Film cameras make a comeback
Digital single-lens reflex cameras have been gaining in popularity. They are easy to use, affordable and offer more options for lenses that capture a high quality image.
But film cameras can still outshine their digital kin.
Park Soon uses a Rollei 35, a camera first produced in 1967.
“Time is etched on the camera,” Park said. “When you use the Rollei or Leica series for a long time, the gild comes off, which naturally creates a brass color.”
The people who prefer film cameras vary from the younger generations to those in their 40s and 50s. They share one thing in common: They want to record moments in life.

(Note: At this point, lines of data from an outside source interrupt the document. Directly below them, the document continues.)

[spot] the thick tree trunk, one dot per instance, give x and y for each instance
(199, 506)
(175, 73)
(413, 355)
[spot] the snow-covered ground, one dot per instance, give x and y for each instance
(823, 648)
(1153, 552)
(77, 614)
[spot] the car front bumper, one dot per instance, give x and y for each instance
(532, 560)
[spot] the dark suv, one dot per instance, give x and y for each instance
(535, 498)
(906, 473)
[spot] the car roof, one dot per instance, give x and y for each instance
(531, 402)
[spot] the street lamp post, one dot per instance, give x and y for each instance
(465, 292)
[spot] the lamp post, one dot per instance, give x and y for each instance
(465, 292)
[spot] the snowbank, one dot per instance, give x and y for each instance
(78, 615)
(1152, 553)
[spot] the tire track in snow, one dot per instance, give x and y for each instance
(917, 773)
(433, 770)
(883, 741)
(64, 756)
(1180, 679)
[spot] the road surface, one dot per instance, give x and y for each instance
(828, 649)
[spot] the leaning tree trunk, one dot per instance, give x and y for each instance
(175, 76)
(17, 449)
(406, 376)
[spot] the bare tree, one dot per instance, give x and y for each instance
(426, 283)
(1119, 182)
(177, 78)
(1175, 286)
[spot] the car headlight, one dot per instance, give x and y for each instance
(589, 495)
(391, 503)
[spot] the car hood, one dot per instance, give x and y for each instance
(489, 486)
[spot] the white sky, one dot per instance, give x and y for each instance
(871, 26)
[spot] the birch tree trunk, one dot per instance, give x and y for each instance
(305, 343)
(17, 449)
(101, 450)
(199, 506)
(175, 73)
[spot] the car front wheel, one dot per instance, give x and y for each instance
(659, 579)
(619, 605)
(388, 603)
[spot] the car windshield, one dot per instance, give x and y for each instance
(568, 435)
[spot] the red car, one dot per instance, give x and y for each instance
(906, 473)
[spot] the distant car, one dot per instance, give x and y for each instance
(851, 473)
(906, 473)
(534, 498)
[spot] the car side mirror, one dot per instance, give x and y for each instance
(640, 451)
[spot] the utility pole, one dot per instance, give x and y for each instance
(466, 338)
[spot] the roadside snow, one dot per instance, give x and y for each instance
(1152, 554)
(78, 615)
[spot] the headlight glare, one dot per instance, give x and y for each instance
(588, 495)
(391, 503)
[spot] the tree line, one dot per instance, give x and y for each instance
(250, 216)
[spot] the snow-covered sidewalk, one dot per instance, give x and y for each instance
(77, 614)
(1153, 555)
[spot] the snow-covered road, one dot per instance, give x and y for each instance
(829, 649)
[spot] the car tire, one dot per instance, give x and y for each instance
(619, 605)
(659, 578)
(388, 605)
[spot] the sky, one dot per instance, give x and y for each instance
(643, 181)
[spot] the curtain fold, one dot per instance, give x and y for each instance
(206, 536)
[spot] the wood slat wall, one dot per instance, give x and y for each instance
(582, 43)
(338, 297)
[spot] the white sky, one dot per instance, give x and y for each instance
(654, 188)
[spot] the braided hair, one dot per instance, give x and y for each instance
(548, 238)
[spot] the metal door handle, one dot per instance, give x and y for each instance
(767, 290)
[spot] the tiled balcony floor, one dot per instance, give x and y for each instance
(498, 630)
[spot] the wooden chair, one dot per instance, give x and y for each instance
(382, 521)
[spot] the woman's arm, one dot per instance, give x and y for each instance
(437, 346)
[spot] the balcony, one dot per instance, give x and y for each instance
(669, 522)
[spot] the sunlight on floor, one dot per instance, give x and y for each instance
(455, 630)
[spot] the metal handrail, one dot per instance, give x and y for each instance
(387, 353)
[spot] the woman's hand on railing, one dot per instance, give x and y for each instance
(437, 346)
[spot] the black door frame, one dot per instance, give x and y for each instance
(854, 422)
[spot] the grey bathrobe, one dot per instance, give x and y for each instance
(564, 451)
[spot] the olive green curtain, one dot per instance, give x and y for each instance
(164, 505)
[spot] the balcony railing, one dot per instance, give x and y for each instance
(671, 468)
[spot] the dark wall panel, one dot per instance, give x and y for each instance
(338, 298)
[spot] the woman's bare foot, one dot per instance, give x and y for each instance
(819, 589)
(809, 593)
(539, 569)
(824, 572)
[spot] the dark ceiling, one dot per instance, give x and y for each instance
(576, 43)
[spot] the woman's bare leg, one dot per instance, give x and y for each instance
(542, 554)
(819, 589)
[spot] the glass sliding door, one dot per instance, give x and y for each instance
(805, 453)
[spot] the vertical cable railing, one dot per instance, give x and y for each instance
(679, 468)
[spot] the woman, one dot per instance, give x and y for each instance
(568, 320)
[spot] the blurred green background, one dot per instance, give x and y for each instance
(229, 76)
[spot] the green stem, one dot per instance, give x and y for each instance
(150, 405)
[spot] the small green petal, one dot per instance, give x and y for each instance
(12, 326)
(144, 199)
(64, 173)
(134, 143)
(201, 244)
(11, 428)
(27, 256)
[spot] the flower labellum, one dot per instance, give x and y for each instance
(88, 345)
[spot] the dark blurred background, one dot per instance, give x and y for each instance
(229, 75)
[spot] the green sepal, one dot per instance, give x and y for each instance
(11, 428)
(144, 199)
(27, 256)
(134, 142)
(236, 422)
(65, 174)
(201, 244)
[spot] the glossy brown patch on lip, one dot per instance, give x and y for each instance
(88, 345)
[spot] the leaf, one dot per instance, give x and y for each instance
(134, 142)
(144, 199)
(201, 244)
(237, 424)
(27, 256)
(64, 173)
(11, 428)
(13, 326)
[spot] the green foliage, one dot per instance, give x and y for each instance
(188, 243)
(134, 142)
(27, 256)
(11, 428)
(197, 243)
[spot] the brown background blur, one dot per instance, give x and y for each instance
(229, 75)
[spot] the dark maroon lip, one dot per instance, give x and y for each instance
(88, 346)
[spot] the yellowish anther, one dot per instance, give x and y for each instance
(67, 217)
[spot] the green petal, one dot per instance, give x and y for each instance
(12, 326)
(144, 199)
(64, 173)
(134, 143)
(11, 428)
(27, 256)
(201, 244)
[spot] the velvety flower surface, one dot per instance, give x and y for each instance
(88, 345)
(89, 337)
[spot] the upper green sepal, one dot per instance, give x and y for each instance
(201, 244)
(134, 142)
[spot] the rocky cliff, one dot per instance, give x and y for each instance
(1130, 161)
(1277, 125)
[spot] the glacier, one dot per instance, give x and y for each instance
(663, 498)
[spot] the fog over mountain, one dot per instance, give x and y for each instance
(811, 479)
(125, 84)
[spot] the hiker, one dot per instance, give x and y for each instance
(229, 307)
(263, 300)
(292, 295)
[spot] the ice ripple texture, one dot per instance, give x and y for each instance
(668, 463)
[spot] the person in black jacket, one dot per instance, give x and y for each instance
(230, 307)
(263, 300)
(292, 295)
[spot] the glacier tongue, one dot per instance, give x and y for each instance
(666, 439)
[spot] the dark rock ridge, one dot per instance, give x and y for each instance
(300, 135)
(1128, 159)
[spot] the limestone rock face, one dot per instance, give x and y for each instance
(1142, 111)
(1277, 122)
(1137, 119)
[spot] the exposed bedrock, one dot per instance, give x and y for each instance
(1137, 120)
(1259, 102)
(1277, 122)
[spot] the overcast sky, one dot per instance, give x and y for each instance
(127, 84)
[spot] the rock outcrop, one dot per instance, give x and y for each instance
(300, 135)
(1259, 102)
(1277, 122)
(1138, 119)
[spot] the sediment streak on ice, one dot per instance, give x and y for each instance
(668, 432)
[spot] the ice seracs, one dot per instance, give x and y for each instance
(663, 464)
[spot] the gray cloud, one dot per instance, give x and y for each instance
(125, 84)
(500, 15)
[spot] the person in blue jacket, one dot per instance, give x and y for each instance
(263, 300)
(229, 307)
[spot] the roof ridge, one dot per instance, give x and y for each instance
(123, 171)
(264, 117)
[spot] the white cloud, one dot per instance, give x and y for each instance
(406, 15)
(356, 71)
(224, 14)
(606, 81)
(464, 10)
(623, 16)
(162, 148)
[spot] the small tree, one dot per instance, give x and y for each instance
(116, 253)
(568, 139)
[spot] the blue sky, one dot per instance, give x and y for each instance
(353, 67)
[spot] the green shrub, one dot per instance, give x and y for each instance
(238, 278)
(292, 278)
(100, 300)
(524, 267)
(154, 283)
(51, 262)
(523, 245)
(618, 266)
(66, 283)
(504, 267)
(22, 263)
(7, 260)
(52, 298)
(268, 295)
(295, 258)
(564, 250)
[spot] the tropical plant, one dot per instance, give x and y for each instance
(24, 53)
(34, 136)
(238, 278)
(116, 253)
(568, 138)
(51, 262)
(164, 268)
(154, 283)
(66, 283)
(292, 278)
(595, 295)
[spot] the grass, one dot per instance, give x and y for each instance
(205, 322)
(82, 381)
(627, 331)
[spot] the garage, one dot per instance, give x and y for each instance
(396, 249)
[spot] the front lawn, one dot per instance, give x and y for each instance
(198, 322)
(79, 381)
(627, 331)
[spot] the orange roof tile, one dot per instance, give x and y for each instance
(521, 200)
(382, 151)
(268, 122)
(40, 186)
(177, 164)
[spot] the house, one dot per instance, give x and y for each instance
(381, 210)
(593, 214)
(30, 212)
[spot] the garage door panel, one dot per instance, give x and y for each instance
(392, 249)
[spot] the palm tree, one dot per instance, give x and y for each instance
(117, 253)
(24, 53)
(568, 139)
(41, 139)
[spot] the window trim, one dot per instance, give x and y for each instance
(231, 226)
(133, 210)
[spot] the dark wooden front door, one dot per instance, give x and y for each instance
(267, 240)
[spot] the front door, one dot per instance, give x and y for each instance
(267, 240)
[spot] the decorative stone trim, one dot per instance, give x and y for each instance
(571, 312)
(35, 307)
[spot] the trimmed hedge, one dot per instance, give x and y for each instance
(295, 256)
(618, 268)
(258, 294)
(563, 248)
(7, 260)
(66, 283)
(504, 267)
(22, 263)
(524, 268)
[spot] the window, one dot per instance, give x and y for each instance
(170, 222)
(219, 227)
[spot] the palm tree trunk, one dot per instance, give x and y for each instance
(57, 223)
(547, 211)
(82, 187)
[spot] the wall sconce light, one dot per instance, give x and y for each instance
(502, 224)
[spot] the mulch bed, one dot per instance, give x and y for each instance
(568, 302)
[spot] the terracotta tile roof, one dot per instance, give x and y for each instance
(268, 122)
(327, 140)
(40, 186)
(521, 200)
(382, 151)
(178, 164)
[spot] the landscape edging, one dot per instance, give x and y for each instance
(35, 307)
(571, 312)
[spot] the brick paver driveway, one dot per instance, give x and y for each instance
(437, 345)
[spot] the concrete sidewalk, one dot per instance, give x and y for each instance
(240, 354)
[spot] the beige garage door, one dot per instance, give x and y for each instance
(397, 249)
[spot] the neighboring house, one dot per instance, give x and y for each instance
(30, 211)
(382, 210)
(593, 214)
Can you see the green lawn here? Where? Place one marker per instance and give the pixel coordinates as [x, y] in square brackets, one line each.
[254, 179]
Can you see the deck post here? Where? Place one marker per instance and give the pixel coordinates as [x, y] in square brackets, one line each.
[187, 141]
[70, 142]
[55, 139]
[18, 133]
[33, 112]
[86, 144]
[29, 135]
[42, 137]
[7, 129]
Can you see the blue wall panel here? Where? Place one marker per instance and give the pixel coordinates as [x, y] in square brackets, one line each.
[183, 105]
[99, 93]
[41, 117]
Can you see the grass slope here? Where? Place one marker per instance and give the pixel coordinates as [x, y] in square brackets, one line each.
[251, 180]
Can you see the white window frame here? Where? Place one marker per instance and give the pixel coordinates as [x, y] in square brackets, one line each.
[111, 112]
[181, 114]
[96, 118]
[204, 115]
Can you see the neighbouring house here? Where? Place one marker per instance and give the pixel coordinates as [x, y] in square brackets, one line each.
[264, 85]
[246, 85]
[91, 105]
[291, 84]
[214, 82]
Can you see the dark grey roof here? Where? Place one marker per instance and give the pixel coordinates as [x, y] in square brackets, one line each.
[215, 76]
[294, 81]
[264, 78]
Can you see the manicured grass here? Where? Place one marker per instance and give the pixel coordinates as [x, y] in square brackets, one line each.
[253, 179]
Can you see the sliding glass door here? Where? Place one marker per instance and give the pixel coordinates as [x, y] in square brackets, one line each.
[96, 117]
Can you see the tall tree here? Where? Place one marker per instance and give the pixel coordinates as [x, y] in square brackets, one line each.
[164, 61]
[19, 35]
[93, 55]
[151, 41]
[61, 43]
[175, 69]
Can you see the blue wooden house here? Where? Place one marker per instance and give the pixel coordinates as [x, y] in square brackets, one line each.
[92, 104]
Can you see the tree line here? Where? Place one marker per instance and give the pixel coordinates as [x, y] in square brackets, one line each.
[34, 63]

It’s true that times are changing and camera makers have moved quickly to the digital format. From a technical perspective, classic cameras require skill and knowledge to get the most of the complicated equipment; they also have a heavy body.
But Kang Seung-chul, the brains behind leicaboy.com, calls it “inconvenient happiness. It [the classic camera] creates art.”
What Song likes is the firm grip for holding the camera. His heart skips a beat when he presses the shutter, he said. “Compared to other cameras, classic cameras capture clearer and sharper details,” said Jeon Jae-yong, the head of the Hassel Club. “They give a three-dimensional effect on the printed picture ? the overall contrabass is high.”
“Obviously digital photography is all the rage right now,” Jeon said. “But to amateurs and photographers who still pursue pure photography, classic film cameras are much more charming.”